ALKALI-METAL CATALYSIS OF CARBOTHERMIC REDUCTION OF ILMENITE

The selective reduction in the solid state of iron oxide in synthetic ilmenite (FeTiO3) by graphite with and without catalysts was investigated in the temperature range 850-1200 degrees C with the use of thermogravimetric analysis. Experiments were carried out under argon atmosphere and the isothermal weight loss of samples was determined as a function of time. In uncatalysed reduction the reaction was observed to start at 860 degrees C at the contact points between reactants. Above this temperature a faster rate of reaction was observed, which was attributed to a change of mechanism to the gaseous reduction of ilmenite by regenerated CO. The catalytic effects of alkali carbonates (Cs2CO3, K2CO3, Li2CO3, Na2CO3 and Rb2CO3) on reduction were determined.
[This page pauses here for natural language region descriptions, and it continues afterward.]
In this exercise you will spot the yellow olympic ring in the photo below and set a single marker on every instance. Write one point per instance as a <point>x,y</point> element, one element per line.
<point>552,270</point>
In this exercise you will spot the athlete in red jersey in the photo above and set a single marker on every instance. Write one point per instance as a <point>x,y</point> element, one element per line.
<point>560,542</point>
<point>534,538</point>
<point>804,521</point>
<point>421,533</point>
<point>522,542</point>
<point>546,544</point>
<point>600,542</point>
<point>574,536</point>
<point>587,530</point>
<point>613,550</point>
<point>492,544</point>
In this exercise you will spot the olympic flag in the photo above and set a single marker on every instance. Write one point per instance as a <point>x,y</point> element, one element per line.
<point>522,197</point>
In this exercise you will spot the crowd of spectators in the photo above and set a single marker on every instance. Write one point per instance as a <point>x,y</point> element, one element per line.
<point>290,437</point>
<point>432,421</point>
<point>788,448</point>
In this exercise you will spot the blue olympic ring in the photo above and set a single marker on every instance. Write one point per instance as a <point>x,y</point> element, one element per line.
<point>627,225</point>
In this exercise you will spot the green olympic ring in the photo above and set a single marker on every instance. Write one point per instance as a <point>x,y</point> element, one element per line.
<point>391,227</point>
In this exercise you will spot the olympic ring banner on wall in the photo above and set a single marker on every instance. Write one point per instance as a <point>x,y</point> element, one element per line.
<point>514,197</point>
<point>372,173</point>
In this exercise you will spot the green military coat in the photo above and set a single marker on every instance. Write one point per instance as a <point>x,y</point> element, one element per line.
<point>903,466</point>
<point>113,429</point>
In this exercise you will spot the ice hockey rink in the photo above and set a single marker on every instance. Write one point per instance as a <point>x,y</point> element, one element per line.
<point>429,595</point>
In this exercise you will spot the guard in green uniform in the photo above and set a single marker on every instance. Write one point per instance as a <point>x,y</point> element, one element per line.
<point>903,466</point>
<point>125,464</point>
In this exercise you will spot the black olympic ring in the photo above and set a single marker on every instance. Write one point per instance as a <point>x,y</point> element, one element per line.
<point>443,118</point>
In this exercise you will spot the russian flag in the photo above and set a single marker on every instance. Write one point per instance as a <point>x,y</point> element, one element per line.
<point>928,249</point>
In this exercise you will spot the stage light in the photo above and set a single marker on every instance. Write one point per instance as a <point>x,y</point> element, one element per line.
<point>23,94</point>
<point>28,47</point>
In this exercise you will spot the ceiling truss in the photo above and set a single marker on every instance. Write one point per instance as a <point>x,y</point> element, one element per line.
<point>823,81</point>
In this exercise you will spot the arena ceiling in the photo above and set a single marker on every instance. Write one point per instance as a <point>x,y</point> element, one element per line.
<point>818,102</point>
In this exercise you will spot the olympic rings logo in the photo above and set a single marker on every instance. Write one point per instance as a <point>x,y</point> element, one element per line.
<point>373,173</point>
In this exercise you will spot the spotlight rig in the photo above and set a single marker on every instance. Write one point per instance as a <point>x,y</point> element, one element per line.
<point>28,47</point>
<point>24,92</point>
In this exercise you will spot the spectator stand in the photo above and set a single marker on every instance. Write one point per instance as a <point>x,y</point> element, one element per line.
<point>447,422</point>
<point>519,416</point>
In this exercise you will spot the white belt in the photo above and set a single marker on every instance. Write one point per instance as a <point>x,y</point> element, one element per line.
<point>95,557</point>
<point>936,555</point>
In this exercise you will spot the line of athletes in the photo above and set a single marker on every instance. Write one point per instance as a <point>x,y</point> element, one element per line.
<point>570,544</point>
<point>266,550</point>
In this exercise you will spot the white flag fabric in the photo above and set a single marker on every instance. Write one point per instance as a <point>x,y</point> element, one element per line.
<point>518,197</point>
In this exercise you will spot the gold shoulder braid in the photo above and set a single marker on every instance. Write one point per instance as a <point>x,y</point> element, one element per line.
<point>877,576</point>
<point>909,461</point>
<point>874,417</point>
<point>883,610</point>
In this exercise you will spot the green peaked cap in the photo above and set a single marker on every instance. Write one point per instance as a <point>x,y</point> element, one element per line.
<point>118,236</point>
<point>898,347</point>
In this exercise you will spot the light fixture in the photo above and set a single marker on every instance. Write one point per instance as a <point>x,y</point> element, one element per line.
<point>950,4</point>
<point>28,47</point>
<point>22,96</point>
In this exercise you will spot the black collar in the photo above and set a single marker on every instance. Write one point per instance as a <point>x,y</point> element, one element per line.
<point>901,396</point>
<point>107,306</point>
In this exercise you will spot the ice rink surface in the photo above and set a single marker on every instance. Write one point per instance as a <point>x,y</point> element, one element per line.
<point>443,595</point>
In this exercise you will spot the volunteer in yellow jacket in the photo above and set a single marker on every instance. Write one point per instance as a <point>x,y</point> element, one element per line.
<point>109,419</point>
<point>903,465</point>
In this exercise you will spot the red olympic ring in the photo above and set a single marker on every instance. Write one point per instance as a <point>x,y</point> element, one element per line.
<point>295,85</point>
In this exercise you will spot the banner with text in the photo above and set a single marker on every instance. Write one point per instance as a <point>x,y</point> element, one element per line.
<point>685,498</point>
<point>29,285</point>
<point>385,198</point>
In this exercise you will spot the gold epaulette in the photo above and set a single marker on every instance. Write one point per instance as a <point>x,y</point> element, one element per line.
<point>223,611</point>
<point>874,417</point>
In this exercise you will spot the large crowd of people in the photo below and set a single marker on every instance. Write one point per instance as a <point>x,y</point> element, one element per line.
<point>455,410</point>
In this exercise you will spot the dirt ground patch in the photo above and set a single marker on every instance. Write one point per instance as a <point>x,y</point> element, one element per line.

The reduction data were plotted on graphs of fractional reduction versus time; the plots are sigmoidal and exhibit induction, acceleratory and decay regions. Akinetic model that: was developed on the basis of a carbon solution-loss reaction (Boudouard reaction) as the rate-controlling step was found to represent the reduction data fairly well. The addition of catalyst improves the overall rate and extent of reduction. In the presence of catalysts-despite same enhancement of the rate-the Boudouard reaction continues to dominate the overall process. For the uncatalysed process the activation energy was found to be 78-84 kcay/mole in the temperature range 1050-1150 degrees C, and for processes catalysed by Cs2CO3, Rb2CO3, Li2CO3, K2CO3 and Na2CO3 the activation energy values were 41.5, 48.6, 57.3, 57.7 and 68.2 kcal/mole, respectively. The mechanism of catalysis by Li2CO3 seems to differ from that associated with the other carbonates.